= Order of precedence in France =

Relative preeminence of officials for ceremonial purposes

The order of precedence (ordre de préséance) for public ceremonies in France is established by Décret n°89-655 du 13 septembre 1989 relatif aux cérémonies publiques, préséances, honneurs civils et militaires (Decree no. 89–655 of 13 September 1989 relating to public ceremonies, precedence, and civil and military honours). The original order has been modified since 1989, for example inserting the Defender of Rights after that office's 2011 creation. As of 17 October 2025 the order is as follows:

1. The President of the Republic (Emmanuel Macron)
2. The Prime Minister (Sébastien Lecornu)
3. The President of the Senate (Gérard Larcher)
4. The President of the National Assembly (Yaël Braun-Pivet)
5. Former Presidents of the Republic, in order of term
  1. Nicolas Sarkozy
  2. François Hollande
6. The Government, in the order decided by the President of the Republic (Lecornu government)
7. Former Prime Ministers, in order of term
  1. Laurent Fabius
  2. Édith Cresson
  3. Alain Juppé
  4. Jean-Pierre Raffarin
  5. Dominique de Villepin
  6. François Fillon
  7. Jean-Marc Ayrault
  8. Manuel Valls
  9. Bernard Cazeneuve
  10. Édouard Philippe
  11. Jean Castex
  12. Élisabeth Borne
  13. Gabriel Attal
  14. Michel Barnier
  15. François Bayrou
8. The President of the Constitutional Council (Richard Ferrand)
9. The Vice President of the Conseil d'État (Marc Guillaume)
10. The President of the Economic, Social and Environmental Council (Claire Thoury)
11. The Defender of Rights (François-Noël Buffet)
12. Members of the National Assembly
13. Senators
14. European parliament members
15. The judicial authority represented by the first President of the Court of Cassation (Christophe Soulard) and the public prosecutor of that court (Rémy Heitz)
16. The first President of the Revenue Court (Cour des Comptes) (Amélie de Montchalin) and the public prosecutor of that court (Véronique Hamayon)
17. The Great Chancellor of the Légion d'honneur, chancellor of the National Order of Merit (Général François Lecointre) and the members of the councils of these orders
18. The Chancellor of the Order of the Libération, and the members of the council of this order
19. The Chief of the Defence Staff (Général Fabien Mandon)

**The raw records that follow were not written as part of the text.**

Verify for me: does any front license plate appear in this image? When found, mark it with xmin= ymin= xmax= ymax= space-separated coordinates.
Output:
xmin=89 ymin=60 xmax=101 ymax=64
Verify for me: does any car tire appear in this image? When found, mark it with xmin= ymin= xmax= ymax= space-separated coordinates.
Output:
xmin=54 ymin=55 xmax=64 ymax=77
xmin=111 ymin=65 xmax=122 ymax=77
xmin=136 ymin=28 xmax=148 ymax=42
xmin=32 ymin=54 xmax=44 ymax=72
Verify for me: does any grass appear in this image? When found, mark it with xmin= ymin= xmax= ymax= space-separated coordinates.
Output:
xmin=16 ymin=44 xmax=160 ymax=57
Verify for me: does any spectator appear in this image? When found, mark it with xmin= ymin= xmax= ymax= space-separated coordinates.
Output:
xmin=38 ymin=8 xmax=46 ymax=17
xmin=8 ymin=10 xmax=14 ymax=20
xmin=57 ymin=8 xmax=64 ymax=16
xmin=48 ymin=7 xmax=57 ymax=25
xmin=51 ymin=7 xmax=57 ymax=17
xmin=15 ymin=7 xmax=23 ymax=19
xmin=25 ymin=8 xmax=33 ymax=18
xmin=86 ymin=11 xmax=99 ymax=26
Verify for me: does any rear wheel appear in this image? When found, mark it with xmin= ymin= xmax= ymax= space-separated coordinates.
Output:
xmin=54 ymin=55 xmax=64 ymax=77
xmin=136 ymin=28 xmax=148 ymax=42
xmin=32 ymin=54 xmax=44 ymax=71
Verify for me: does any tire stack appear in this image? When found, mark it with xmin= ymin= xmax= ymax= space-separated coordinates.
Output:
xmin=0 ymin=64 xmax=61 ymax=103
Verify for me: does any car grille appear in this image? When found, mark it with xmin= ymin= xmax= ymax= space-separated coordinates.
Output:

The following then apply in Paris:
1. The prefect of the Île-de-France région, prefect of Paris (Georges-François Leclerc)
2. The prefect of police, prefect of the Paris defense zone (Patrice Faure)
3. The Mayor of Paris, president of the Council of Paris (Emmanuel Grégoire)
4. The representatives to the European Parliament
5. The chancellor of the Institute of France (Xavier Darcos), the perpetual secretaries of the French Academy, the Académie des inscriptions et belles-lettres, the Academy of Sciences, of the Académie des beaux-arts and of the academy of moral and political sciences
6. The general secretary of the government; the general secretary of national defence; the general secretary of the Ministry of foreign affairs
7. The president of the administrative court of appeal of Paris (Pascale Fombeur); the first president of the Paris court of appeal (Jacques Boulard) and the general public prosecutor of that court (Marie-Suzanne Le Quéau)
8. The general delegate for weaponry; the general secretary for administration of the Ministry of defence; the chief of staff of the army; the chief of staff of the navy; the chief of staff of the air force; the military governor of Paris, commanding the Île-de-France army region
9. The president of the Regulatory Authority for Audiovisual and Digital Communication (ARCOM) (Martin Ajdari)
10. The president of the National Commission on Informatics and Liberty (CNIL) (Marie-Laure Denis)
11. The president of the Autorité de la concurrence (Benoît Cœuré)
12. Universities of Paris

There are analogous orderings for local officials at events in Metropolitan France outside Paris, for Overseas France, and on naval bases. There are also provisions to allow subordinate to take the place of certain head officers, if absent. For events organised by a public body other than the national government, the body's head ranks second after the representative of the State (President, prefect, or sub-prefect).